Swiss companies will now no longer be allowed to sell or deliver so-called dual use goods, products which could also be used for military purposes. The existing ban on exports of heavy war material will be extended to all sorts of military goods. There will also be limits placed on the exports of certain products that could be used in Iran's oil and gas industry as well as on financing in this sector, the government said in Bern. The Swiss are also restricting the financial services that Iran can get from Switzerland.
In 2010, Switzerland exported goods worth around US$ 730 million to Iran. Tehran’s refusal to comply with previous United Nations Security Council resolutions to allow full inspections of its nuclear sites convinced Russia and China to also back the UN sanctions last June. The United States and the EU added their own additional measures targeting finance and the energy sector.
In 2008, Swiss Foreign Minister Micheline Calmy-Rey – who currently also serves as Swiss president – was strongly criticized by World Jewish Congress President Ronald S. Lauder and others for signing a multi-billion dollar gas supply contract with Iran. Calmy-Rey met with Iran’s President Mahmoud Ahmadinejad, wearing a white head scarf and seated below a picture of the late Ayatollah Khomeini (picture above). The energy firm EGL – which jointly is owned by several regional authorities – has so far said it would adhere to the gas deal with Iran.

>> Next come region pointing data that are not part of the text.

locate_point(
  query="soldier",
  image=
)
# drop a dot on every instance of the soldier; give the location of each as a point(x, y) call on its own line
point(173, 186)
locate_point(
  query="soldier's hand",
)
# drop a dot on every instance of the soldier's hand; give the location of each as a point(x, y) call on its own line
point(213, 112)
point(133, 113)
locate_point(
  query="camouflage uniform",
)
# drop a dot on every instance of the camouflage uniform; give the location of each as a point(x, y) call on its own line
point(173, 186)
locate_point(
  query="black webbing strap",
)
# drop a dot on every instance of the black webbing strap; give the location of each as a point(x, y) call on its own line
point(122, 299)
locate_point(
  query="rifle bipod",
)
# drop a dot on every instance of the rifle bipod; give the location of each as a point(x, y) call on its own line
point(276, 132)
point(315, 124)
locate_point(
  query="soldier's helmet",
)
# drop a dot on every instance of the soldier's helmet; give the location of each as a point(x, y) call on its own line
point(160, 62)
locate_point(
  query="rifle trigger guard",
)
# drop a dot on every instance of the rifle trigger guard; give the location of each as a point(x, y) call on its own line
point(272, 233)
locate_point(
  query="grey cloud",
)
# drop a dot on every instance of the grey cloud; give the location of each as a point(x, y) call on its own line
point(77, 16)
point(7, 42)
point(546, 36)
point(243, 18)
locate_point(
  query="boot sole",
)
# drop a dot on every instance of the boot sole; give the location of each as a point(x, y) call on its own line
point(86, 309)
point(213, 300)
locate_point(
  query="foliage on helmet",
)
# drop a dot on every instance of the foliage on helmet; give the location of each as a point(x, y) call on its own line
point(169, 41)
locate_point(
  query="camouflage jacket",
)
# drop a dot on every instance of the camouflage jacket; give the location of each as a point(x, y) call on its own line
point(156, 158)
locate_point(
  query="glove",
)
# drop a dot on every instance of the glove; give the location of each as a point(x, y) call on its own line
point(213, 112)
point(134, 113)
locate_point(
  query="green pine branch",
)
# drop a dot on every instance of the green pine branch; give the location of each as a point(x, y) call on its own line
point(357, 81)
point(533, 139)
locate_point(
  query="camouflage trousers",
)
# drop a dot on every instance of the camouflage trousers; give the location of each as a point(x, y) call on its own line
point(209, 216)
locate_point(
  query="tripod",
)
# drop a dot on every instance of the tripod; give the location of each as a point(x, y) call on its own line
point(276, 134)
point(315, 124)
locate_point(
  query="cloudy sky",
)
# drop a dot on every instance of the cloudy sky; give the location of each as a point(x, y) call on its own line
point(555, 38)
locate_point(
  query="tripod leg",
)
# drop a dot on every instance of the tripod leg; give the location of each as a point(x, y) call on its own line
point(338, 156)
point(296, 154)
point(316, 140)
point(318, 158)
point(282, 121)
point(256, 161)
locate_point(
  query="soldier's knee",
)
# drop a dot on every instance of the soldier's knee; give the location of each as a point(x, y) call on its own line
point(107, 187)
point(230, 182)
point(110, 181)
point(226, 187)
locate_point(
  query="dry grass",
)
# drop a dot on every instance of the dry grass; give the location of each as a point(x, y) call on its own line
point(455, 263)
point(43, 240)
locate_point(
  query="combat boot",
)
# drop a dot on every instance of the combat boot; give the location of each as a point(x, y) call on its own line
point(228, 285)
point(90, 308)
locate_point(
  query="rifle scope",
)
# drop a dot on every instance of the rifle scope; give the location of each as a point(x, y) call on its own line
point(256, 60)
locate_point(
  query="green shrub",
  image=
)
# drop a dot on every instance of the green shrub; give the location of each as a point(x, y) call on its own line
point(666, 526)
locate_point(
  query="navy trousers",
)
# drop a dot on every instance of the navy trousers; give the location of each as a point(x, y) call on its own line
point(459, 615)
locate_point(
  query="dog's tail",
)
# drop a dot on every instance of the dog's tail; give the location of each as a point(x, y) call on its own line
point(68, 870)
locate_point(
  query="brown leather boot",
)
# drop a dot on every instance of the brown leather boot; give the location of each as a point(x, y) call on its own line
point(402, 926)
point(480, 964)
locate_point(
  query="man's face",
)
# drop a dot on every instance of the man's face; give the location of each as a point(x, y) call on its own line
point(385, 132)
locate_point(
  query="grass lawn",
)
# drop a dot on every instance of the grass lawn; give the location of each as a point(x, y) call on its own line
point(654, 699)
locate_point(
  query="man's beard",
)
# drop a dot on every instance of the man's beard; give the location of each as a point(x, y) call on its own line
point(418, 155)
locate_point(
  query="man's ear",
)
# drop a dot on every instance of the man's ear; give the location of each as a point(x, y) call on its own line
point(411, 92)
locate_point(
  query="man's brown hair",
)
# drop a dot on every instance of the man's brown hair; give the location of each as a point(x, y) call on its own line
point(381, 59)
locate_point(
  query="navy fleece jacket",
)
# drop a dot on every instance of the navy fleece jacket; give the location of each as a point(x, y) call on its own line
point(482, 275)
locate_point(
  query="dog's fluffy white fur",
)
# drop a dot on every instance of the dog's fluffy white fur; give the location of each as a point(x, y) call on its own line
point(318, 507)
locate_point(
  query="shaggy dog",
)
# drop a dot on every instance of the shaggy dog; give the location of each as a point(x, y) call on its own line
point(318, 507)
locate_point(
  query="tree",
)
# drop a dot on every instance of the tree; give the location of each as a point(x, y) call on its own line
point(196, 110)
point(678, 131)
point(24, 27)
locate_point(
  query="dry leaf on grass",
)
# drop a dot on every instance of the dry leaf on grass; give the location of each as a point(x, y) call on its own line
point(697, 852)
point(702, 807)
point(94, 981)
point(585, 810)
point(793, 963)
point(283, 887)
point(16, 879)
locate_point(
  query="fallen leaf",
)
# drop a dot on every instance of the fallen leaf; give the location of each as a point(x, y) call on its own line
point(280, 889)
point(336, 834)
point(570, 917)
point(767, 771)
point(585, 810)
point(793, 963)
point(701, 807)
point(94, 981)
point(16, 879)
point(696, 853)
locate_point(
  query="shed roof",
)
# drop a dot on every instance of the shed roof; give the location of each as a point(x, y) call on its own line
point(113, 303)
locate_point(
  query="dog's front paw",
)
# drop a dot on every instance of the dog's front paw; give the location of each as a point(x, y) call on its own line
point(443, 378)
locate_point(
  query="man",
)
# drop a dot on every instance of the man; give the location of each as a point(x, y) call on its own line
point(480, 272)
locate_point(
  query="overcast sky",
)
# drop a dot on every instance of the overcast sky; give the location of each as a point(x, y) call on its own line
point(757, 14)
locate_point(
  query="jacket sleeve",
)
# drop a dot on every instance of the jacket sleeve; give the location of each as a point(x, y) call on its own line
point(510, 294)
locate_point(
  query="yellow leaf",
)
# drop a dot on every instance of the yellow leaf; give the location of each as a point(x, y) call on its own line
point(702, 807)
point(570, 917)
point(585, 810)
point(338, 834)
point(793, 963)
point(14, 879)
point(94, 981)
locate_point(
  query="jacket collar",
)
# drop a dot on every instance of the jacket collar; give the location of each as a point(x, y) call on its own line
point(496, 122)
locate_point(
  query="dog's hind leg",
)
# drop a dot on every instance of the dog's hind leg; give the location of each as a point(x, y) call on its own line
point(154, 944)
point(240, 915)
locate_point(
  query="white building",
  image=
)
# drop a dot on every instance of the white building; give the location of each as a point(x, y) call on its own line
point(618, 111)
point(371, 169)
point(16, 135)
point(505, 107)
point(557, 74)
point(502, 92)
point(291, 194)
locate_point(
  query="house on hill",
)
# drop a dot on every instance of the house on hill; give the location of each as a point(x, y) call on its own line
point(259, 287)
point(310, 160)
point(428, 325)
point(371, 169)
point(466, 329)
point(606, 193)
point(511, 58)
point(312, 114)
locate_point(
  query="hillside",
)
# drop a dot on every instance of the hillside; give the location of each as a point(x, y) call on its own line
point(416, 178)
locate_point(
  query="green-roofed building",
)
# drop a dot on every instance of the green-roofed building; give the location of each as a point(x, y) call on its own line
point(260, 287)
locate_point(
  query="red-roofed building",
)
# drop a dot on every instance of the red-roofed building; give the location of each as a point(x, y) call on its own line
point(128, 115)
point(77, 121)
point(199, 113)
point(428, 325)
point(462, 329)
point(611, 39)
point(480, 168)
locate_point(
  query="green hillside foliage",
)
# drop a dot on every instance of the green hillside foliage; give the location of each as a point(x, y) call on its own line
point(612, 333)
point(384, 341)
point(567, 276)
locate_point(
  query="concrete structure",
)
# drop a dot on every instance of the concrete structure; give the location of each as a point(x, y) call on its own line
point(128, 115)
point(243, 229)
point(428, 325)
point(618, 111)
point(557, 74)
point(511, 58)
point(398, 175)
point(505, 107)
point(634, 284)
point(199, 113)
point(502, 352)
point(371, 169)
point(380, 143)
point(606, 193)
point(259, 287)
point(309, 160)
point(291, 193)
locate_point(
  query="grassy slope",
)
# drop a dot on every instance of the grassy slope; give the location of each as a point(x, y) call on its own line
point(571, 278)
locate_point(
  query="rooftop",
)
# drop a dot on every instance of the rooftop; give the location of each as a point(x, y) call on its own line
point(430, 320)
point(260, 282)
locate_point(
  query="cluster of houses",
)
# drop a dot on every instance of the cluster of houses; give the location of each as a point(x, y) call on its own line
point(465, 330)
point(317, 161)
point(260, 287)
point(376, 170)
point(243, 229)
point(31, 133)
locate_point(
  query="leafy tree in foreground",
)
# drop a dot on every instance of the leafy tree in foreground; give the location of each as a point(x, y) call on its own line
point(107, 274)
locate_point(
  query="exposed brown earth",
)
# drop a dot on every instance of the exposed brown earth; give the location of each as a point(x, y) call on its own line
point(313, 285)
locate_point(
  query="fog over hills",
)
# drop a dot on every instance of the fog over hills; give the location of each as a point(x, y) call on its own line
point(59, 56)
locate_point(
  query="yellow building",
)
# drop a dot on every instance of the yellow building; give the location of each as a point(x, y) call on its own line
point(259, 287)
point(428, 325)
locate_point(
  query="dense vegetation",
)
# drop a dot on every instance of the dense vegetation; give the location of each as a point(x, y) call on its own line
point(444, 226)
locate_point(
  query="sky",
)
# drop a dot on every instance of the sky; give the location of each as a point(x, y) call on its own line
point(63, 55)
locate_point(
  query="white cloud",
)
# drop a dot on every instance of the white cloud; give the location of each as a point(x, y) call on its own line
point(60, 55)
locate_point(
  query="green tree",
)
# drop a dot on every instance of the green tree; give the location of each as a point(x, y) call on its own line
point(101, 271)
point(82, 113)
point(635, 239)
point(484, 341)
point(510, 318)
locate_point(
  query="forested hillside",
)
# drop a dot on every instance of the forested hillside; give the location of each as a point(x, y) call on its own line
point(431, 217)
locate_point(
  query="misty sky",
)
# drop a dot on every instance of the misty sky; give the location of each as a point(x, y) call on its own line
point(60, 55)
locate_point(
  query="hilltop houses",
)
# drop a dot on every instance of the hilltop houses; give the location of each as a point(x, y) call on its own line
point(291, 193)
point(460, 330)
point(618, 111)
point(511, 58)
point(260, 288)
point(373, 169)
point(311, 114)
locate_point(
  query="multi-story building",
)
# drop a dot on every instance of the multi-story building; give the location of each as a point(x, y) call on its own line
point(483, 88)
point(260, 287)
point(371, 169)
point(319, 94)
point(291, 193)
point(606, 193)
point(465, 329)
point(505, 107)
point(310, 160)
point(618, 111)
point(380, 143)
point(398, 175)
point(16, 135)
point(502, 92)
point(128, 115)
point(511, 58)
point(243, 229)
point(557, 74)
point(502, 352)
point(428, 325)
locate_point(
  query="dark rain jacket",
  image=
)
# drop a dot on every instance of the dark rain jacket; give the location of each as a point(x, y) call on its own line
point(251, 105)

Simone Dinah Hartmann, spokeswoman of the initiative Stop the Bomb, which is campaigning against European business ties with Iran, called on EGL and other Swiss companies to end their dealings with the Iranian regime: "Despite EGL's current restraint, the company affirmed to adhere to the gas supply contract closed with Iran. The only appropriate thing to do, however, would be to withdraw from the contract. At the same time, we also want to draw the attention to other Swiss companies conducting business with Iran, such as Holcim, Zeochem, Sulzer, ABB, Buehler, and Ceresola. With their trade ties they are in fact co-sponsoring the Iranian regime's policies of armament and oppression."